Das Problem mit den Schwiegereltern

Nicht bei allen Paaren geht es nach der Hochzeit harmonisch weiter.

Nicht bei allen Paaren geht es nach der Hochzeit harmonisch weiter. Foto: ©iStockphoto.com/Nicola Davison

Das Leben dreier Generationen auf einem Grundstück gelingt zunächst: Gemeinsame Grillabende werden veranstaltet, Schwiegermutter und Schwiegertochter unternehmen täglich grosse Spaziergänge. Sie werden zu Vertrauten, bis die harmonische Stimmung kippt. Melanies Schwiegermutter bricht jeglichen Kontakt ab, nickt nur noch förmlich, wenn sich die beiden begegnen. Melanie sucht das Gespräch, ihre Schwiegermutter explodiert sofort: «Was meinst du eigentlich, wer du bist?» platzt es aus ihr heraus, «Mein Sohn nimmt deinen Sohn als selbstverständlich an, du ziehst in sein Haus und hast dich vor ihm durch das ganze Land geschlafen.» Mehrere Männerbekanntschaften vor der Ehe sind für Melanie eine Selbstverständlichkeit, für die Schwiegermutter aber ein Eklat. Eine Nachbarin brachte den Stein ins Rollen, als sie eine kleine Bemerkung über Melanies Liebesleben vor der Ehe machte.

Thomas will die triste Stimmung nicht wahrhaben. Er sitzt die Probleme aus, möchte keinen Streit mit seinen Eltern. Für Melanie und die Kinder wird die Situation unerträglich. Sie nimmt sich eine kleine Wohnung im gleichen Dorf, um dem feindlichen Lager zu entfliehen. Schon bald kommen ihr erste Zweifel, ob sie richtig gehandelt hat.
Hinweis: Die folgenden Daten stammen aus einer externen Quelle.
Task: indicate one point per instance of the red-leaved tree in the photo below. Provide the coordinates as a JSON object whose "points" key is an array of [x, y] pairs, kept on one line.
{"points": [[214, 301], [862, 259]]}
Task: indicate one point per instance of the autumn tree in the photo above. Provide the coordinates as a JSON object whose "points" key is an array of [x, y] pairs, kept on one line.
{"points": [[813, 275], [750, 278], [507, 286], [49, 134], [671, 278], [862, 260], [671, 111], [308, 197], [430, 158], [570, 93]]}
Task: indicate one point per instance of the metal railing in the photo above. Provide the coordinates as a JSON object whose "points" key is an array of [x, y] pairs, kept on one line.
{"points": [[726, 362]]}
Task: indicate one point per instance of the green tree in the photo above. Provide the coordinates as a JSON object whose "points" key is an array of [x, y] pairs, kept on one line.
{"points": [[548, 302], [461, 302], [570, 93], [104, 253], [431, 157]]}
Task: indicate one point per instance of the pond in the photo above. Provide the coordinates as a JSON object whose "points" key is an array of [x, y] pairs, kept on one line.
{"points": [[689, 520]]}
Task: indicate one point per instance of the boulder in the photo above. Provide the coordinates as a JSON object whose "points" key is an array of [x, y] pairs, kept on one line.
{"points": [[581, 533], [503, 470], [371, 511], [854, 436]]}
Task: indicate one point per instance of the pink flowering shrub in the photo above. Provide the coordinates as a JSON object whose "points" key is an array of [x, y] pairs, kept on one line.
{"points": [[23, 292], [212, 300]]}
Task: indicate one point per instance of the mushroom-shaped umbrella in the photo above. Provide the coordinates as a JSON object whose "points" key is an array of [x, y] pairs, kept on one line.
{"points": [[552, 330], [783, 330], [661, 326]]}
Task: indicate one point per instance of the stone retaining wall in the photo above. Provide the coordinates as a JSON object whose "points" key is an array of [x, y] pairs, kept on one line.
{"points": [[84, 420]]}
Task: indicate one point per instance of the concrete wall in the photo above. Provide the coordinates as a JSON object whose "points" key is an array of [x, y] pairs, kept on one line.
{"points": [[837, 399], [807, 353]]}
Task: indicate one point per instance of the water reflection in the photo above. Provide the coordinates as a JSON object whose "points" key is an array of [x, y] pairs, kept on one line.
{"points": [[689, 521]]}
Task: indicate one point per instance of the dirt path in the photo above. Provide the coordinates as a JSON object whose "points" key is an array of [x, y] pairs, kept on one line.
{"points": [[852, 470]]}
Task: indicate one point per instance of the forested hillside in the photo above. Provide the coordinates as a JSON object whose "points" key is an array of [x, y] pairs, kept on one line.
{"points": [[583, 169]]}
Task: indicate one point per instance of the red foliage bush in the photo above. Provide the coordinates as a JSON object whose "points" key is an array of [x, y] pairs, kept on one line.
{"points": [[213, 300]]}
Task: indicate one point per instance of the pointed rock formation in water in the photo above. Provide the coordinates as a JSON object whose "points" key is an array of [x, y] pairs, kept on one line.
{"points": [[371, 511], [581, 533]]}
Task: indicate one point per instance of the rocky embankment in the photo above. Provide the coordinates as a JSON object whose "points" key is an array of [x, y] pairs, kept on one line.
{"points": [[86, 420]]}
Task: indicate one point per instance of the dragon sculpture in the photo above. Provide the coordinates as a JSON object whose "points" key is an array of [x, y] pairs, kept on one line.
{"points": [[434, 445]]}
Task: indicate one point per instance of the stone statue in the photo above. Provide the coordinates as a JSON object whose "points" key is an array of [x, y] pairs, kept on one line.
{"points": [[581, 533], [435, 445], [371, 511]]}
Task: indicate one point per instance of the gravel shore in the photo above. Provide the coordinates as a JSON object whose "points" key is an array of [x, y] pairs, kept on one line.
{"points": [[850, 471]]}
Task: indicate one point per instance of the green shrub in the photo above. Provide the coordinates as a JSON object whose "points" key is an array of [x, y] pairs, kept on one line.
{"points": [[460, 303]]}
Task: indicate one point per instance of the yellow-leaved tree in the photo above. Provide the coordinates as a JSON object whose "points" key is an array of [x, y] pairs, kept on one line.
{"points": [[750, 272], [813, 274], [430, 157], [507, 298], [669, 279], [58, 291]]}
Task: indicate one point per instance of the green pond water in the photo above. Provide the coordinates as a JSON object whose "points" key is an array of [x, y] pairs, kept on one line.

Ihre Eltern, Geschwister und Freundinnen überreden sie schliesslich, es noch einmal zu versuchen: «Schliesslich wirft man eine Ehe, eine Familie und ein Haus nicht so schnell weg», sagen ihre Eltern. Thomas gelobt Besserung, die Situation mit den Eltern will er klären und in Zukunft mehr Partei für seine Frau ergreifen.

Ein neuer Versuch mit dem Ex

Der Wiedereinzug in das stattliche Einfamilienhaus erweist sich als Trugschluss für Melanie: Nichts ändert sich. Die Feindseligkeit der Schwiegereltern ist noch immer zu spüren, die Kinder wollen nicht mehr im Garten spielen. «Die Oma mag nicht, wenn wir laut sind», sagen ihre Kinder. Wenn Freundinnen von Melanie zu Besuch kommen, passt die Schwiegermutter sie vorher ab: «Was wollt ihr denn mit der, die ist doch kein Umgang!» Melanie parkt nicht mehr in ihrer Garage, sondern einige Meter vor dem Haus um jeglichen Kontakt zu vermeiden. Das Familienleben ist für Melanie und die Kinder ein Trauerspiel, für den Familienvater allerdings nicht. Er will die Probleme nicht wahrhaben und ignoriert die gedrückte Stimmung im Haus.

Als die beste Freundin von Melanies Mutter sich ein Herz fasst und die junge Frau auf ihren Ruf im Dorf anspricht und geradeheraus fragt, warum sie es zulässt, von ihrer Schwiegermutter als Schlampe bezeichnet zu werden, platzt Melanie der Kragen. Sie fährt unverrichteter Dinge vom Discounter nach Hause und konfrontiert ihren Mann mit den neuen Erkenntnissen: «Jetzt war ich mir hundertprozentig sicher, dass für meinen Mann nun auch der Punkt erreicht ist, in dem er zum Handeln förmlich gezwungen ist!» Doch Melanie bleibt allein mit ihrer Wut, er beschwichtigt wieder: «Die Mutter würde das nicht so meinen!» Melanie stellt ihren Mann vor die Wahl: das Haus verkaufen und in einer Mietwohnung gemeinsam neu anfangen oder die endgültige Trennung.

Zwei Jahre später arbeitet Melanie wieder neun Stunden am Tag, ihr bleibt wenig Zeit mit den Kindern, dafür sind alle drei glücklich in ihrer kleinen Wohnung fernab von den Schwiegereltern. Ob ihr Exmann ebenfalls glücklich ist, weiss sie nicht, seit ihrem endgültigen Auszug herrscht Funkstille. Seine letzten Worte waren: «Bitte klage keinen Unterhalt ein, sonst kann ich das Haus nicht mehr halten.»